受注、出荷、受領、売上、請求といった各段階のデータがすべて電子的に記録され、取引先と双方向で同期されるため、1件の取引について「いつ、どの工程で、何が起きたか」を時系列で追跡できるようになります。紙伝票では各社で個別に保管されていた情報が、EDI環境下では一貫したデータとして残るため、ロット単位での出荷先特定、リコール時の対応、納期遅延の原因究明などが迅速に行えます。食品・医薬品・化学品など、品質保証の観点でトレーサビリティが厳しく問われる業界では、EDIによる電子記録が業務基盤として不可欠です。
トレーサビリティが効く具体的な場面
EDIによるトレーサビリティ向上は、以下のような具体的な場面で大きな効果を発揮します。
1. リコール対応の迅速化
食品や医薬品など、製品に不具合が見つかった際のリコール対応で、「どのロットが、いつ、どの取引先に出荷されたか」を即座に特定できるようになります。

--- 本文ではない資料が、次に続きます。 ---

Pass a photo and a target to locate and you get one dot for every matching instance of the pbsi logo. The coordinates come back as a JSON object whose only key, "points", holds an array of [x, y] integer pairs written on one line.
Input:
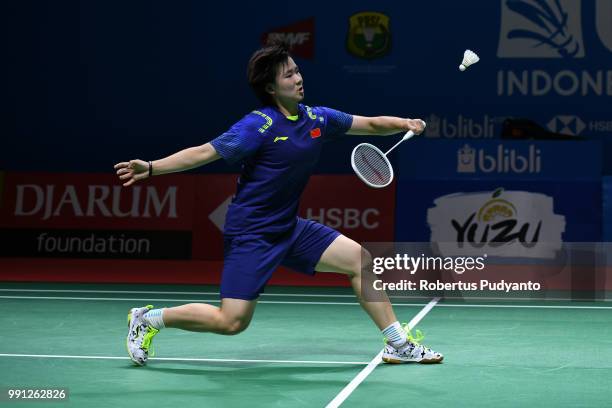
{"points": [[369, 35], [541, 29], [503, 161], [300, 36]]}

紙伝票での管理では、過去の伝票を1枚ずつ調べる必要がありましたが、EDIではシステムクエリ1本で対象範囲が特定できます。
2. 品質クレームへの迅速対応
取引先から「先月納品された商品の品質に問題があった」というクレームが来たとき、該当する出荷データを即座に検索し、品質検査記録や保管時のロット情報まで一気通貫で追跡できます。原因究明のスピードが格段に上がります。
3. 納期遅延の原因究明
「予定の納期に間に合わなかった」という事案について、受注から出荷までのどの工程で遅れが発生したかを時系列で追跡できます。再発防止策の検討と取引先への説明が容易になります。
4. 内部統制・監査対応
J-SOX法、電子帳簿保存法、インボイス制度など、データの保存と追跡性が法的に要求される業務に対して、EDIで蓄積されたデータがそのまま証跡として活用できます。監査時の資料準備工数が大幅に削減されます。
5. 在庫管理の精度向上
入荷・出荷データが正確に記録されることで、在庫数のシステム値と実在庫の不一致が発生しにくくなります。棚卸し時の差異検証や、在庫管理の精度向上にも寄与します。
業界別の重要性
食品業界では食品衛生法、医薬品業界ではGMP(Good Manufacturing Practice)、化学品業界ではPL法など、業界によってトレーサビリティが法的・契約的に要求されるケースが増えています。EDIで電子記録を蓄積することは、これらの規制対応の基盤としても重要です。